Sally Spens British
"Drawing has always been central to my practice, both as a textile designer and as a painter/printmaker. It is important to me that the images are handmade and originate from my drawings and experience.”
Sally Spens is a British artist whose practice bridges the fields of printmaking, painting, and textile design. She studied Fine Art with a specialization in Textiles at Goldsmiths’ College, London, and went on to work as a textile designer in both the UK and Japan. Her time in Japan, particularly a seven-year collaboration with the prestigious Kawashima textile company, had a profound impact on her work and is now archived by the Victoria and Albert Museum in London. Spens remains one of the few Western designers to have worked so extensively with a Japanese textile house.

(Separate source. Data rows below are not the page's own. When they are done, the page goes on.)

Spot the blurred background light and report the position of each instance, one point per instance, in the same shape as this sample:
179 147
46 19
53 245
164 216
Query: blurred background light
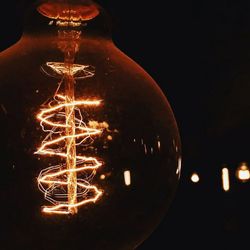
242 172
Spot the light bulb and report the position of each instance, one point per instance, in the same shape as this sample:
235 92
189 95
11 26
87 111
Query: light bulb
90 152
243 172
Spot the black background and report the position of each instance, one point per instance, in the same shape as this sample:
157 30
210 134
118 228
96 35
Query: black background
198 52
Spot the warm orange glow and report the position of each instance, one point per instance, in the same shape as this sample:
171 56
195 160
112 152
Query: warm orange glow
243 172
68 11
195 178
54 180
127 178
225 179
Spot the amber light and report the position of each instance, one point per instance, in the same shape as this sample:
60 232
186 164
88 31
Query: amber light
195 178
63 121
225 179
243 172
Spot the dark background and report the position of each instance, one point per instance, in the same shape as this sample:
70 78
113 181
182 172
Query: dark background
199 53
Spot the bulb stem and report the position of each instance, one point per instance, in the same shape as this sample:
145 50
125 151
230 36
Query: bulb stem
70 48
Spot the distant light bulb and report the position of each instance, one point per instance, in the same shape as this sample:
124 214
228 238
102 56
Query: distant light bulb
75 114
225 179
243 172
195 178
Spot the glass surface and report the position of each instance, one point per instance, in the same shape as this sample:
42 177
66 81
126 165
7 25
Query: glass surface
114 142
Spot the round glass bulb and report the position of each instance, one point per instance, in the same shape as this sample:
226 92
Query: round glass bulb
90 152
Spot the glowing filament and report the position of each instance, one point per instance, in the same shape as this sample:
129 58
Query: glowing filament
60 184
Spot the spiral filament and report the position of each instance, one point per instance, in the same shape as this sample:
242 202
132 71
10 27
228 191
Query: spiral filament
67 186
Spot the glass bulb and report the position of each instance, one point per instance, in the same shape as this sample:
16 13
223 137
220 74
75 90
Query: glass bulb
90 152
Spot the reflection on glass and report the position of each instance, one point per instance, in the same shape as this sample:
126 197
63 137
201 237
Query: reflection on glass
242 172
225 179
127 178
195 178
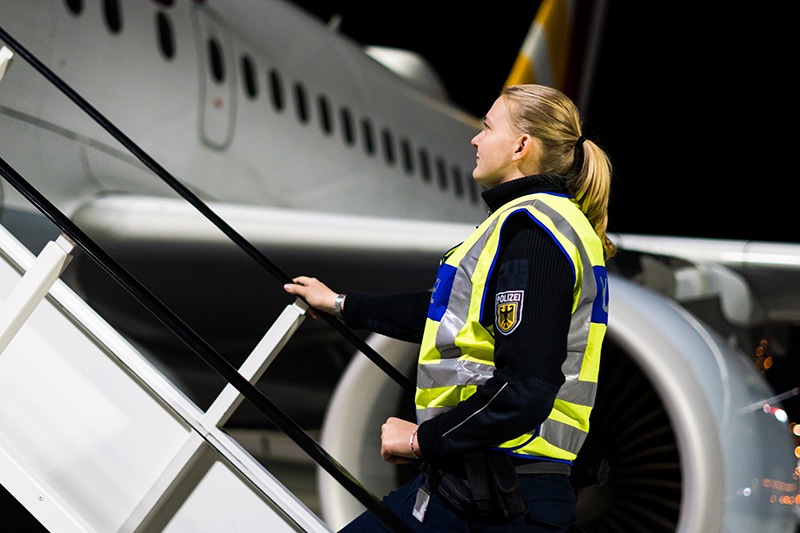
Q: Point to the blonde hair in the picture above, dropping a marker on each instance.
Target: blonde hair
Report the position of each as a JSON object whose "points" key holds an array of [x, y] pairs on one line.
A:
{"points": [[551, 117]]}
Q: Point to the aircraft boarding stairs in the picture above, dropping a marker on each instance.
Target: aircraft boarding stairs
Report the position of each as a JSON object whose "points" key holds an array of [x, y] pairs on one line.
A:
{"points": [[93, 438]]}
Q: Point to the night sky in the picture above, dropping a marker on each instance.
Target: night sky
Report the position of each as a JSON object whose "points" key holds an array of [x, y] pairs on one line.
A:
{"points": [[694, 107]]}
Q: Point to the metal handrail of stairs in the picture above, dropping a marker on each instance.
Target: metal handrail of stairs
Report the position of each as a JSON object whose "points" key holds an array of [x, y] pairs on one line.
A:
{"points": [[235, 378]]}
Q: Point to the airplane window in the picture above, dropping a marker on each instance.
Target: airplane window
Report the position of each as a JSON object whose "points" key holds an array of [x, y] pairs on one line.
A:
{"points": [[473, 190], [441, 171], [458, 182], [301, 101], [276, 89], [425, 165], [408, 157], [388, 146], [215, 56], [249, 71], [324, 114], [76, 6], [369, 139], [113, 15], [166, 39], [347, 126]]}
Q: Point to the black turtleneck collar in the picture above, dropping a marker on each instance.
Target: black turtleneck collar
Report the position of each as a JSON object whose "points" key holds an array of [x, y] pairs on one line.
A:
{"points": [[505, 192]]}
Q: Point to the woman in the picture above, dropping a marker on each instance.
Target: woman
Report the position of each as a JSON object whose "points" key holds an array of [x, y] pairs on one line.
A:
{"points": [[509, 337]]}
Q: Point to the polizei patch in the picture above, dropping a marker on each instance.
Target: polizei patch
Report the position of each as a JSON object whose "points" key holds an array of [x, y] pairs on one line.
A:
{"points": [[508, 310]]}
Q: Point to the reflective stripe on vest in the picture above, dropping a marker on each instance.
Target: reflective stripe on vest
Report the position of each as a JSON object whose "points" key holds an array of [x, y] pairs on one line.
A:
{"points": [[457, 351]]}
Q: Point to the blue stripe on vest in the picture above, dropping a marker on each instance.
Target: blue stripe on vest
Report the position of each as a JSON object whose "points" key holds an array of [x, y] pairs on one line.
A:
{"points": [[600, 305], [441, 292]]}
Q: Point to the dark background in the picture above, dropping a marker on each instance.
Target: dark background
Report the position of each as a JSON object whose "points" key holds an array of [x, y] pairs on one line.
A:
{"points": [[695, 106]]}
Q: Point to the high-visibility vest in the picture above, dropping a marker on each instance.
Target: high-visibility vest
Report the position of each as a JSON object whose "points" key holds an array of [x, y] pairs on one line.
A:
{"points": [[457, 350]]}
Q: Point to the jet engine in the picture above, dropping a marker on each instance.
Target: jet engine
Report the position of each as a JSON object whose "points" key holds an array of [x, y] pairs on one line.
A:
{"points": [[684, 436]]}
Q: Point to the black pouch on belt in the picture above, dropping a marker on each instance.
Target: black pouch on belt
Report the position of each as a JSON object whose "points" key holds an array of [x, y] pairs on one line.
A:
{"points": [[491, 485]]}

In recent years, her focus has shifted to hand-inked copper plate etchings, through which she continues to explore themes of memory, nature, and abstraction. Her prints often feature botanical forms, vessels, and imagined objects, rendered with the sensitivity and discipline of a trained designer. Using painterly intaglio techniques, Spens creates intricate, layered compositions that reflect both observation and imagination.
Spens' work has been exhibited internationally, with shows in the UK, Hong Kong, Singapore, China, and at the European Cultural Centre in Venice. Her prints are held in both private and public collections, including the Victoria and Albert Museum, affirming her status as a significant figure in contemporary printmaking.